Thus, a Workers World (27 September) article titled “How Congress Could Stop the War—But Won’t” states that “it will take a massive, determined, angry and independent movement to force the conciliatory Democratic majority in Congress to put impeachment on the table and take war funding off.” The front-page headline of the prior issue of Workers World (20 September) read: “Camp Out on Congress’s Doorstep to Say No Funds for Racist Occupation!”

Not to be outdone, the ISO’s Socialist Worker online (7 September) moans that the “antiwar movement has failed to build on the momentum from last November’s election.” Its 3 August article on an occupation of Representative John Conyers’ office by liberal activists lauds “antiwar activists” for “taking steps to put liberal leaders of the Democratic Party on the hot seat—demanding action, not words, to end the U.S. war on Iraq and stand up to a Bush administration hell-bent on continuing it.” The punch line of the article: “We must hold the Democratic Congress to account—and pressure it to do what the antiwar majority wants: cut off funds for the war and set a deadline for withdrawing U.S. troops.”

The logic of such pressure politics was brought home by an insipid leaflet by the New York City CAN demanding that Hillary Clinton “Cut the Funding, Stop the War! What the Hell is Senate For?” Its purpose as the “higher” branch of Congress has always been, in the words of Alexander Hamilton, to be “out of reach of those occasional ill-humors” of the masses. More broadly, the purpose of the entire capitalist government with all its tentacles and branches is, as Karl Marx and Friedrich Engels put it in the Communist Manifesto, to act as “a committee for managing the common affairs of the whole bourgeoisie.”

Against the reformists’ lulling of the workers, youth and oppressed into faith-based appeals to the good offices of the bourgeois state, we say what is necessary is class-struggle opposition to U.S. imperialism by the multiracial American proletariat. The struggle against imperialist war must be part and parcel of a struggle against the entire system of exploitation and oppression. The primary obstacle to this revolutionary perspective is the pro-capitalist labor bureaucracy, whose embrace of the capitalist system and promotion of U.S. imperialism’s interests chains the working class to its class enemy, centrally via the Democratic Party.

The working class, the only force with both the objective interest and social power to overthrow this system, needs revolutionary leadership. The Spartacist League fights to build a revolutionary workers party—a U.S. section of a reforged Fourth International—that will lead the proletariat in the struggle for workers rule.

U.S. Hands Off Iran!

In presenting themselves as even more tough than Bush & Co. in the “war on terror,” all the major Democratic presidential candidates support the bloody U.S./NATO occupation of Afghanistan.

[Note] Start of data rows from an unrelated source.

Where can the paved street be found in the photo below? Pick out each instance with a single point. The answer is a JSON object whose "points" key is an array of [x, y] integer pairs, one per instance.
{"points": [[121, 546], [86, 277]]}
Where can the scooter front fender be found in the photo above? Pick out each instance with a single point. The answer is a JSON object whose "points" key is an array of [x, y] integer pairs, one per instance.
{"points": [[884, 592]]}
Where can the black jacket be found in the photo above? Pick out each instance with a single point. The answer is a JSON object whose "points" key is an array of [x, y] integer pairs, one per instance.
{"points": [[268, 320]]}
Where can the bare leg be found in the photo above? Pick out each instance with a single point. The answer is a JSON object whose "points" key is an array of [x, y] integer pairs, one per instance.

Moreover, they have all sought to compete with Bush in beating the drums against Iran, promising to keep all options, including a nuclear strike, “on the table” to deal with this supposed “threat.”

When Iranian president Mahmoud Ahmadinejad was invited to speak at Columbia University on September 24 (which he did), as when he asked to pay his respects to the dead at the World Trade Center “Ground Zero” (which he was not allowed to do), the politicians of both parties were apoplectic. It’s more than nauseating to hear their whines about “human rights abuses” in Iran as the U.S. rulers spy on, imprison, taser and otherwise make miserable the existence of a large swath of the population in this country. While we are politically hostile to the reactionary mullah-led Iranian regime, we stand against U.S. war threats and nuclear blackmail and say: U.S. hands off Iran! Iran needs nuclear weapons and adequate delivery systems to deter imperialist attack. In the event of an attack by the U.S. or any force acting as its proxy (e.g., Israel), the international proletariat must stand for the military defense of Iran.

As for the reformist left, the “opposition” to war against Iran that it might mention in its publications was exposed last year when the RCP’s WCW and the ISO’s CAN signed onto a petition to “Dear President Bush and Vice President Cheney” advising:

“The most effective way to prevent Iran from developing nuclear weapons would be to closely monitor its nuclear energy program, and to improve diplomatic relations—two tasks made much more difficult by threatening to bomb Iranian territory. We urge you to lead the way to peace, not war, and to begin by making clear that you will not commit the highest international crime by aggressively attacking Iran.”

As we wrote in “ISO, RCP to Bush: Disarm Iran, ‘Lead the Way to Peace’” (WV No. 870, 12 May 2006): “This petition is like appealing to Jack the Ripper to take up social work—while simultaneously demanding that his potential victims walk the streets defenseless.”

For New October Revolutions!

Those newly introduced to political protest often feel that the differences that separate the tendencies on the left should be held in abeyance and that we should “all get together.” But this course is criminal for those fighting to overturn this murderous imperialist system. Reformism is based on the lie that the evils of the bourgeois order can be overcome and that the capitalists can be made—through protest and pressure—to serve the interests of those they exploit and oppress. Although the occasional reform can be wrested through struggle from the capitalist rulers, such reforms are always reversible. History shows again and again that in opposing the program of socialist revolution, the reformists serve to keep this murderous system going, ensuring that protest and anger against it are kept within bounds safe for the bourgeois rulers.

In stark contrast, Marxists tell the bitter truth about this system and fight to organize for its destruction through socialist revolution. Our model is the 1917 Bolshevik Revolution, the victorious workers revolution that established the world’s first proletarian state power. For decades, including after its bureaucratic degeneration under Stalinism, the Soviet Union was a beacon of liberation, not least for the masses in those countries subjugated by imperialism.

We fought for the unconditional military defense of the Soviet degenerated workers state against imperialist attack and internal capitalist counterrevolution. We called for workers political revolution to oust the Stalinist regime and replace it with one based on workers democracy and revolutionary internationalism. Today, we extend this same program to the remaining deformed workers states of China, North Korea, Vietnam and Cuba. As for the anti-Communist ISO and its international cothinkers, they hailed the counterrevolutionary destruction of the Soviet Union in 1991-92—a world-historic defeat for the international proletariat—proclaiming: “Communism has collapsed…. It is a fact that should have every socialist rejoicing” (Socialist Worker [Britain], 31 August 1991).

The military-industrial powerhouse of the non-capitalist world, the Soviet Union had at its disposal a nuclear arsenal that could challenge that of the U.S. That rough nuclear parity stayed the hand of rapacious U.S. imperialism on more than one occasion. Now, in the post-Soviet period, the world has become a far more dangerous place, one of unfettered U.S. military intervention abroad and relentless pounding on the exploited and oppressed “at home.” We fight to forge a Bolshevik party that can mobilize the U.S. proletariat—independent of and in opposition to the capitalist parties—in sweeping away this murderous, decaying capitalist system. Defeat U.S. imperialism through workers revolution!